Leinart also said he had been more efficient than Anderson and from a purely statistical standpoint, that is very true. His passer rating is around 110 while Anderson's is closer to 70. But this argument goes back to the playing time issues; if Leinart had taken as many snaps and thrown as many passes as Anderson, his 83 percent completion rate and astronomical passer rating would obviously have regressed towards the mean. You can't have your cake and eat it too, Matthew.

Now I haven't watched any Cardinals preseason games (forgive me), but I do know enough about both quarterbacks to make some educated assumptions. Leinart, despite that high completion rate, is averaging just 7 yards per pass attempt and while Anderson's YPA is a less-than-impressive 5.5 yards per attempt, his yards-per-completion rate is higher.

Anderson's stats (31-53, 287 yards, 2 TD, 2 INT) look a lot more like what we would see from him in the regular season than Leinart's do (19-23, 161 yards, 1 TD, 0 INT). Leinart's higher QB rating is solely a result of his small sample size of work and should not be a deciding factor in Whisenhunt's decision (and obviously isn't).

Anybody who has watched football over the past few years knows that Anderson has tremendous arm strength and Leinart throws about as well as Johnny Damon from the center-field warning track. This explains both of those stats, as Anderson's lower completion rate is a result of more downfield passes while Leinart's inflated percentage is a result of him throwing lots of short passes. He hasn't turned the ball over but he hasn't moved the ball downfield well or created any big plays through the air, something the Cardinals have become accustomed to with Warner at the helm.

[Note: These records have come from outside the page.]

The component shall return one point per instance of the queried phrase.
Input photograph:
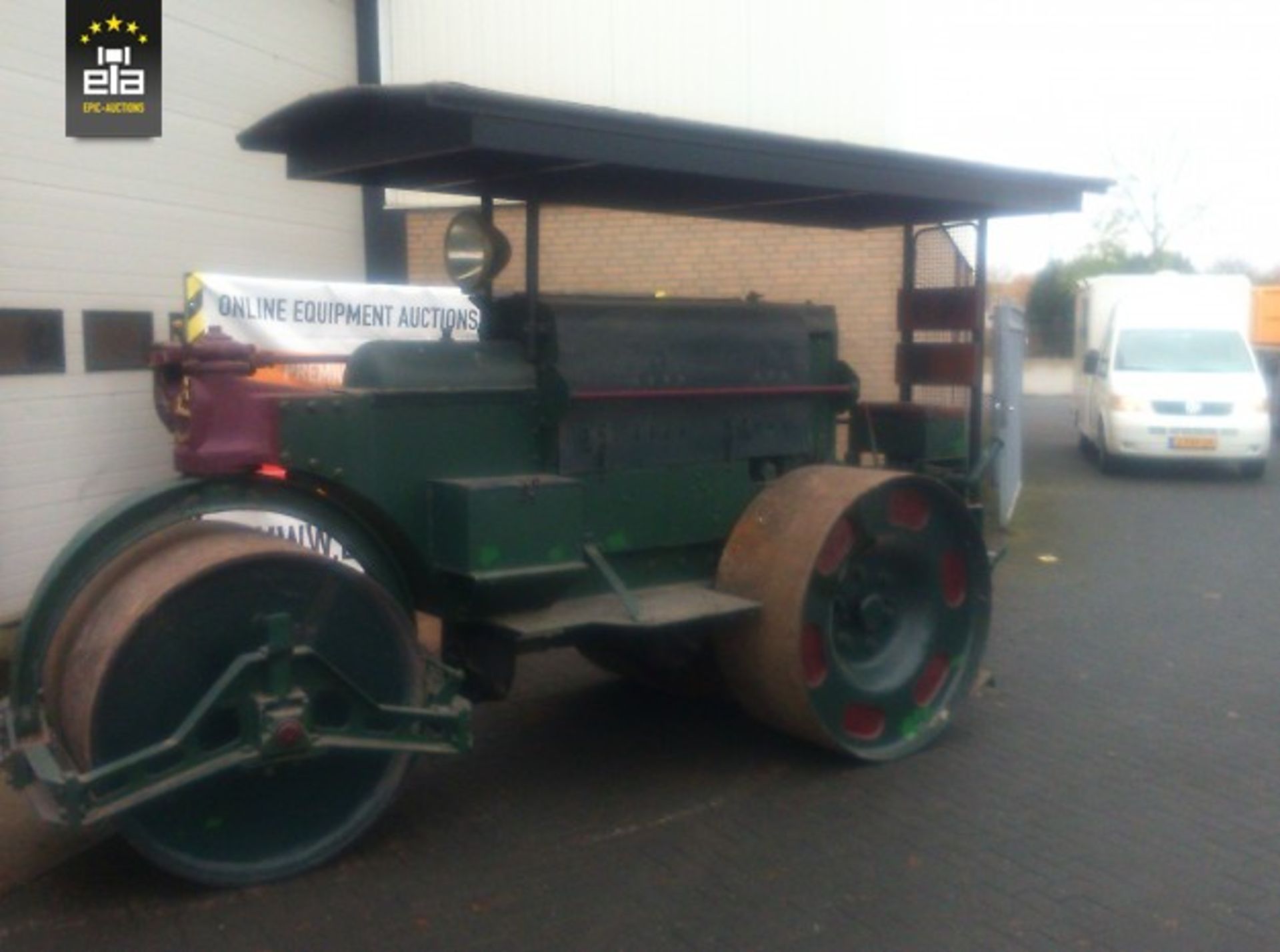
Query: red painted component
(839, 543)
(863, 722)
(955, 579)
(813, 655)
(908, 508)
(931, 680)
(288, 733)
(688, 392)
(223, 420)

If Whisenhunt is looking for a quarterback to match Warner's production, he needs to pull the ex-bagboy out of retirement because neither of these two can come close. If he wants to at least mimic the past few years in terms of big-play potential, the answer is Anderson. If he wants to go in a different direction and play dink-and-dunk (unlikely considering the big-play talents of receivers Larry Fitzgerald and Steve Breaston), then Leinart should be his guy.

It seems Whisenhunt has chosen Anderson, albeit unofficially since he has yet to announce a starter. But all the trade talks surrounding Leinart only support the notion that Anderson will likely be named the starter.

The Bills, Raiders and Giants have all inquired about Leinart's availability (presumably for a backup role) and with rookies John Skelton and Max Hall also in tow, the Cardinals have no reason to hold onto Leinart as their quarterback of the future if the 27-year-old isn't their quarterback of the present.

I've never been convinced that Leinart is an NFL starter: He lacks the arm strength and even after four years in the league, obviously lacks the maturity and leadership characteristics necessary to lead an NFL team. If there were any doubters about that last statement, his recent moaning and pouting over a preseason benching should be evidence enough.

I'm also not convinced Anderson is a viable option; let's just say there's a good reason I drafted Skelton in my dynasty football league. I think he's the favorite to finish the season behind center for the Cardinals (who won't be in playoff contention) and he possesses the arm strength and potential to give Arizona fans hope he can be nearly as productive as Warner was in recent seasons.

Sorry Matt Leinart, but your window of opportunity is closing fast. And it's nobody's fault but your own. So go back to sitting on your fat first-round contract and hitting the clubs with all the West Coast babes. It's your calling. Being a starting NFL quarterback isn't.